Joe Brown was a superlative boxer-puncher who reigned six years and made 11 successful defences of his undisputed crown. Though a stylish boxer, with a decent dig, Brown took 10 years to reach the pinnacle of success.
He turned pro in 1946 and, in the early days, Brown did not look like he would reach the summit of his chosen profession. He was kayoed in three by featherweight great Sandy Saddler; in seven by future lightweight challenger George Araujo and in four by future welter kingpin Johnny Bratton.
Joe also lost decisions to the superlative Freddie Dawson (a fantastic fighter who could beat everyone but the supreme Ike Williams and who could show a trick or two to Sugar Mosley!) and ranked contenders John L Davis, Tommy Campbell and Arthur Persley.
Brown showed his future talent with two decisions out of three over future welter champ Virgil Atkins, a one round and ninth round kayo over former conquerors Tommy Campbell and Arthur Persley respectively before facing and outpointing reigning champ Wallace “Bud” Smith in a non-title bout.
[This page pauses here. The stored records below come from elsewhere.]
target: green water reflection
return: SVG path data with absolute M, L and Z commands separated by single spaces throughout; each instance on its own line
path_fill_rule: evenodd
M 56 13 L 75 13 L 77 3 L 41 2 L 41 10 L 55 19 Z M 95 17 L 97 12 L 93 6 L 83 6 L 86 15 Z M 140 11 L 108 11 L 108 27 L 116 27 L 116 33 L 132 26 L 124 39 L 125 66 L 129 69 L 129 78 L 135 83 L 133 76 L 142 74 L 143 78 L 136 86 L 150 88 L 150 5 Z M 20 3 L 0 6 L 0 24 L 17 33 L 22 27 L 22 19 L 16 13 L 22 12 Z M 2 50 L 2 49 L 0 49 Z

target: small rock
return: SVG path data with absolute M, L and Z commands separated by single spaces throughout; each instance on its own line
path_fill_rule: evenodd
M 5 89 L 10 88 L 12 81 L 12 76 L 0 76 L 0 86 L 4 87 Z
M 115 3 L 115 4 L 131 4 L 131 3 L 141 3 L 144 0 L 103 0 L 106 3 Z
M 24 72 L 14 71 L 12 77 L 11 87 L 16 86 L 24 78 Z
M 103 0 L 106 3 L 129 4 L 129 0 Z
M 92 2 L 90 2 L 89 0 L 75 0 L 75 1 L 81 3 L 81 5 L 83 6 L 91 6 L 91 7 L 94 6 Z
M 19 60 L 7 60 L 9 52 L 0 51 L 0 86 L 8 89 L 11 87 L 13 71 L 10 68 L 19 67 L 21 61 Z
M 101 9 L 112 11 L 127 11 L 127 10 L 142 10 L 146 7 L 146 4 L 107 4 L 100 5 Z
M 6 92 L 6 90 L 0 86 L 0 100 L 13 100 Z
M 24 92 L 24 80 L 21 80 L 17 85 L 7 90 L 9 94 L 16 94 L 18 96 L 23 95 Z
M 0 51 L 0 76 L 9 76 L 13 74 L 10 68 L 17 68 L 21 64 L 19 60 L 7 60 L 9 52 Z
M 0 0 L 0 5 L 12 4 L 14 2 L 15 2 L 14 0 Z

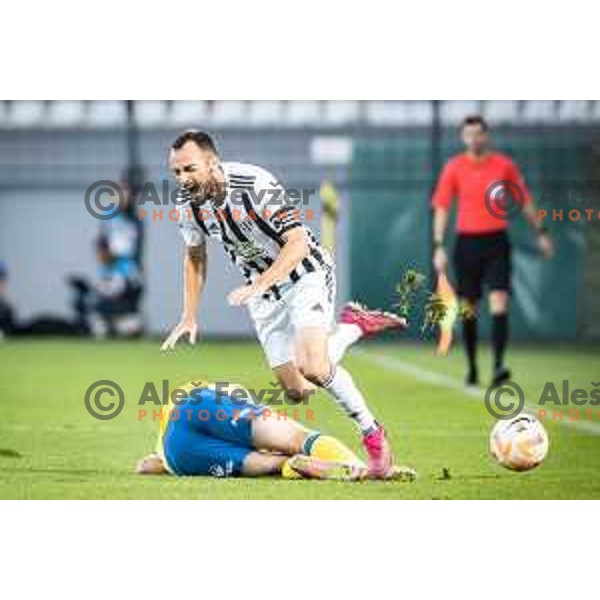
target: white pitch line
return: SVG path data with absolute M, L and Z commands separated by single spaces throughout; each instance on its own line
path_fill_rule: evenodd
M 439 387 L 455 390 L 465 396 L 469 396 L 470 398 L 480 400 L 483 404 L 483 399 L 485 398 L 485 389 L 482 387 L 466 387 L 465 384 L 462 383 L 462 381 L 454 379 L 453 377 L 443 375 L 442 373 L 436 373 L 435 371 L 430 371 L 429 369 L 423 369 L 421 367 L 418 367 L 417 365 L 413 365 L 411 363 L 394 358 L 392 356 L 388 356 L 387 354 L 380 354 L 377 352 L 371 352 L 369 350 L 356 349 L 351 351 L 351 355 L 357 356 L 358 358 L 362 358 L 373 364 L 379 365 L 380 367 L 383 367 L 388 371 L 394 371 L 396 373 L 402 373 L 403 375 L 409 375 L 417 381 L 422 381 L 423 383 L 429 383 L 431 385 L 437 385 Z M 537 414 L 537 410 L 539 407 L 537 407 L 535 404 L 525 403 L 525 408 L 531 411 L 531 413 Z M 573 429 L 578 429 L 579 431 L 584 431 L 591 435 L 600 435 L 600 423 L 594 423 L 592 421 L 570 420 L 552 421 L 552 423 L 558 423 L 559 425 L 572 427 Z

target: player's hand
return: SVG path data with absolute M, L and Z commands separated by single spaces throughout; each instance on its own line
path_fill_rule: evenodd
M 448 255 L 441 246 L 433 253 L 433 267 L 438 273 L 445 273 L 448 269 Z
M 178 342 L 179 338 L 185 334 L 190 336 L 190 344 L 193 345 L 196 343 L 196 338 L 198 336 L 198 325 L 196 324 L 196 321 L 192 319 L 184 319 L 181 321 L 181 323 L 171 331 L 169 337 L 160 347 L 161 352 L 166 352 L 167 350 L 175 348 L 175 344 Z
M 252 285 L 243 285 L 242 287 L 233 290 L 233 292 L 227 296 L 227 302 L 229 302 L 231 306 L 242 306 L 243 304 L 248 304 L 255 296 L 264 293 L 265 290 L 255 283 Z
M 540 233 L 537 239 L 538 248 L 544 258 L 554 256 L 554 240 L 547 233 Z

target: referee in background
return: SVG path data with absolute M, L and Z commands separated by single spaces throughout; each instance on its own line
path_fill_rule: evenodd
M 483 288 L 488 291 L 494 352 L 493 384 L 510 379 L 504 363 L 508 339 L 511 245 L 509 217 L 522 212 L 545 258 L 554 253 L 553 241 L 542 227 L 523 177 L 513 161 L 489 146 L 483 117 L 467 117 L 460 129 L 465 152 L 452 157 L 442 171 L 433 204 L 433 265 L 437 273 L 448 268 L 444 242 L 448 215 L 458 202 L 454 268 L 457 292 L 464 309 L 463 342 L 468 360 L 467 385 L 479 384 L 477 368 L 477 308 Z

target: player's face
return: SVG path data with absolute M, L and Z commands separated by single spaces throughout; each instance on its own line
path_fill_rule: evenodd
M 465 125 L 461 132 L 461 138 L 469 152 L 482 154 L 488 148 L 488 132 L 479 124 Z
M 170 167 L 177 184 L 190 192 L 197 202 L 220 195 L 219 162 L 212 152 L 188 142 L 178 150 L 171 150 Z

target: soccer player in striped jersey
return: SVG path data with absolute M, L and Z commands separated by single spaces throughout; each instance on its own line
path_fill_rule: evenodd
M 187 252 L 183 315 L 163 350 L 186 334 L 195 343 L 206 241 L 215 238 L 246 280 L 228 301 L 248 307 L 269 366 L 288 397 L 300 401 L 314 386 L 325 389 L 359 427 L 370 476 L 384 478 L 393 464 L 385 431 L 339 363 L 362 336 L 402 329 L 406 322 L 351 303 L 336 325 L 333 260 L 265 169 L 222 161 L 211 136 L 201 131 L 185 132 L 175 140 L 170 168 L 185 201 L 180 229 Z

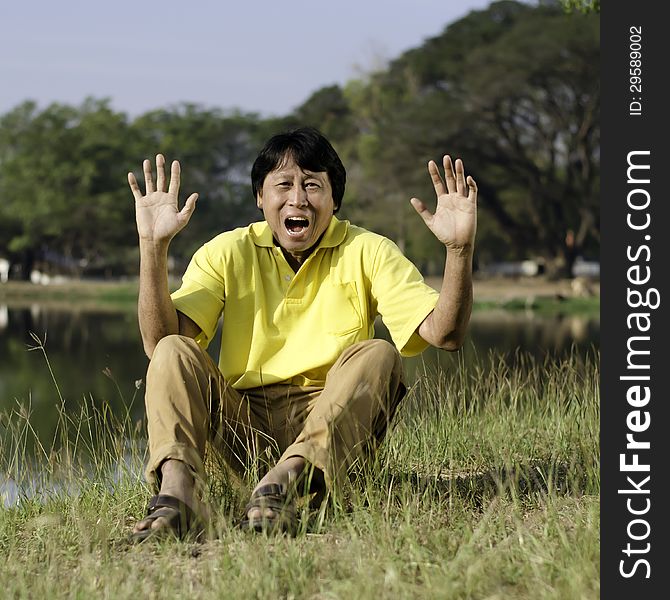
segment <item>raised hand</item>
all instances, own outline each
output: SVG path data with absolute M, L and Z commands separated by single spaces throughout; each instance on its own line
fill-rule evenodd
M 444 156 L 443 164 L 444 180 L 435 162 L 428 163 L 428 173 L 437 196 L 435 212 L 431 213 L 418 198 L 412 198 L 411 203 L 428 229 L 447 248 L 471 251 L 477 230 L 477 184 L 469 175 L 465 178 L 460 158 L 456 159 L 455 174 L 449 155 Z
M 165 191 L 165 158 L 156 155 L 156 182 L 151 173 L 151 161 L 142 163 L 146 193 L 142 195 L 133 173 L 128 173 L 130 190 L 135 197 L 135 220 L 140 240 L 169 242 L 189 222 L 198 194 L 191 194 L 179 210 L 179 185 L 181 168 L 178 161 L 172 162 L 170 185 Z

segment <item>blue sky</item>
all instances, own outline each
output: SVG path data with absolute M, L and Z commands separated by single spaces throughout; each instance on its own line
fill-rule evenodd
M 282 115 L 489 4 L 3 0 L 0 114 L 94 96 L 131 116 L 182 101 Z

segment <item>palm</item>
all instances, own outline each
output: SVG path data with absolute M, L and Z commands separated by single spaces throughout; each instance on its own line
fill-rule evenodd
M 135 219 L 137 232 L 141 239 L 154 242 L 169 241 L 181 231 L 195 208 L 197 194 L 191 194 L 184 207 L 179 210 L 179 185 L 181 171 L 179 163 L 174 161 L 170 173 L 170 185 L 165 191 L 165 159 L 156 157 L 157 178 L 154 184 L 151 163 L 143 163 L 146 194 L 142 195 L 137 180 L 132 173 L 128 174 L 128 183 L 135 197 Z
M 165 192 L 152 192 L 135 204 L 137 231 L 142 238 L 169 239 L 183 227 L 177 198 Z
M 471 247 L 477 229 L 477 185 L 472 177 L 466 180 L 460 159 L 456 160 L 455 174 L 449 156 L 444 157 L 443 164 L 444 180 L 437 165 L 433 161 L 428 163 L 437 196 L 435 212 L 431 213 L 417 198 L 412 198 L 412 205 L 435 237 L 447 247 Z

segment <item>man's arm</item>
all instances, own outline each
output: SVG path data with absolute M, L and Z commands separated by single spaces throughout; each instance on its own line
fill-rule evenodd
M 178 313 L 170 298 L 167 259 L 172 238 L 188 223 L 197 194 L 191 194 L 178 208 L 180 167 L 172 163 L 170 185 L 165 182 L 165 159 L 156 156 L 156 183 L 151 173 L 151 162 L 143 165 L 146 193 L 142 195 L 137 180 L 128 173 L 128 183 L 135 197 L 135 219 L 140 246 L 140 289 L 137 302 L 142 343 L 151 358 L 156 344 L 166 335 L 180 333 L 195 337 L 199 327 L 185 315 Z
M 465 178 L 463 162 L 443 159 L 445 180 L 430 161 L 428 172 L 437 195 L 437 208 L 412 198 L 412 206 L 427 227 L 446 247 L 446 262 L 440 295 L 435 309 L 423 320 L 418 334 L 429 344 L 445 350 L 458 350 L 463 344 L 472 311 L 472 256 L 477 230 L 477 185 Z M 446 182 L 446 183 L 445 183 Z

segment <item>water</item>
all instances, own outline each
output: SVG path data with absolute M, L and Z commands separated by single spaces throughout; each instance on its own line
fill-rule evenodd
M 38 344 L 30 332 L 44 342 L 49 364 L 39 347 L 35 349 Z M 385 335 L 383 328 L 379 334 Z M 411 383 L 417 370 L 426 366 L 455 369 L 460 360 L 467 368 L 491 352 L 507 356 L 510 362 L 517 349 L 539 359 L 560 358 L 572 347 L 587 353 L 599 347 L 599 334 L 597 315 L 476 311 L 460 356 L 430 348 L 406 360 L 405 371 Z M 132 309 L 0 306 L 0 413 L 29 407 L 31 423 L 44 439 L 53 433 L 61 397 L 68 411 L 78 412 L 82 402 L 106 402 L 118 415 L 129 411 L 140 419 L 147 364 Z
M 31 332 L 44 343 L 46 358 L 41 350 L 31 350 L 38 345 Z M 61 397 L 73 412 L 93 401 L 108 402 L 119 414 L 132 404 L 140 415 L 142 393 L 136 382 L 144 378 L 147 364 L 132 310 L 0 307 L 0 412 L 29 407 L 41 437 L 48 438 L 55 428 Z
M 599 348 L 599 334 L 597 315 L 476 311 L 461 352 L 429 348 L 419 357 L 405 359 L 406 379 L 411 383 L 418 372 L 437 365 L 446 370 L 467 369 L 475 361 L 481 365 L 490 354 L 502 355 L 510 364 L 518 351 L 540 360 L 560 359 L 575 351 L 587 354 Z M 378 335 L 388 338 L 383 327 Z M 215 339 L 212 347 L 216 346 Z M 0 441 L 7 433 L 2 420 L 10 412 L 29 413 L 30 426 L 48 451 L 61 405 L 76 416 L 83 404 L 107 404 L 122 420 L 130 415 L 139 425 L 147 364 L 133 309 L 0 305 Z M 12 420 L 25 423 L 21 418 Z M 15 430 L 9 435 L 15 435 Z M 21 461 L 36 451 L 32 432 L 25 435 L 23 448 Z M 45 484 L 34 473 L 23 473 L 24 467 L 21 462 L 10 468 L 13 474 L 0 472 L 2 505 L 13 506 L 21 497 L 42 497 L 59 486 L 73 485 L 67 478 Z

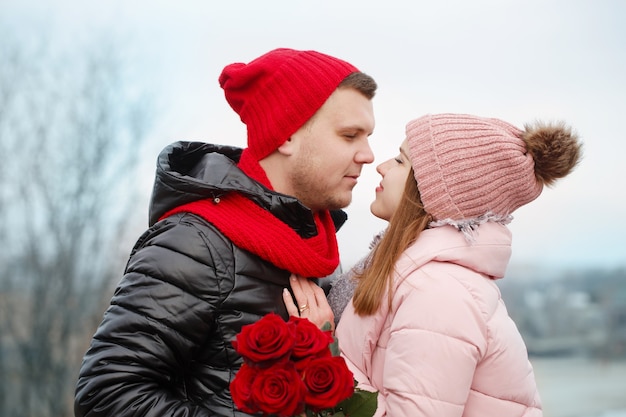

This victory led to a straight rematch for the world crown where Brown floored and outpointed Smith.
Smith got a quick rematch, but was outclassed and badly pummelled for a 11th round loss. Cuban Orlando Zulueta was up next He had held Brown to a draw three years previously, and fought valiantly, but the champion’s pinpoint combinations brought an emphatic 15th round stoppage.
Joe then had three non-title bouts, one of them being a draw with the tough Joey Lopes, whogot his title shot, but was hammered into a 11th round loss. Two non-title victories followed before an eight round kayo over the classy Ralph Dupas which set-up a meeting with Kenny Lane.
Lane was a quality foe, a southpaw to boot, who held a points win over future great Carlos Ortiz. Lane-Brown turned out to a pulsating contest with the champion’s slicker punching winning a close decision. A non-title fight quickly followed against the ranked Johnny Busso.
Busso was a fast clever stylist who was the first man to beat Carlos Ortiz and he used his boxing skills to good effect taking a decision over the champ. Brown granted Busso a title match and again showed his quality by triumphing over his former conqueror by clear 15th round decision.
Paulo Rosi was butchered in nine before three non-title bouts, one them a draw with unknown Joey Parks, before stopping Englishman Dave Charnley on cuts in six and gaining revenge over Parks in another non-title bout. Brown got himself stopped on cuts in six by Ray Portilla in a non-title contest, but quickly came back with two easy non-title kayos before outpointing the durable Cisco Andrade over 15 rounds. A quick stoppage in Milan brought a 10-round decision loss to Giordano Campari before another win over Joey Parks.
Charnley was granted a rematch for world crown in London. He was one of the finest lightweights ever produced by Great Britain and, in my opinion, second only to the brilliant Ken Buchanan. Brown took a very controversial decision, still contested by Charnley and most British writers, in one of the greatest lightweight fights of all time. A further 15 round win in the Philippines came next against local hero Bert Somodio before a big fight against rising star Carlos Oritz.
Ortiz had held the junior-welter crown twice previously, but was really a lightweight who had wins over top fighters like Busso, Lane (twice), big punching Len Matthews and Dave Charnley to earn this title bout. Ortiz took the crown by outboxing the slower champion, a month shy of his 36th birthday, over 15 dreary rounds. Ortiz would go on to be a dominant champion and is considered one of the great lightweights of all-time.
Brown was next outpointed by Luis Molina and two fights later kayoed in six by old foe Dave Charnley, which finished Brown’s career at the top. Still he carried on for another eight years, fighting in far-flung places like Mozambique, Finland, Jamaica a South Africa. He fought future champs Chango Carmona, Carlos Hernandez, Bruno Arcari and Nicolino Loche and lost to them all.
Joe Brown finally called his marathon career to a halt in 1970 with a 104-44-13 (47) record.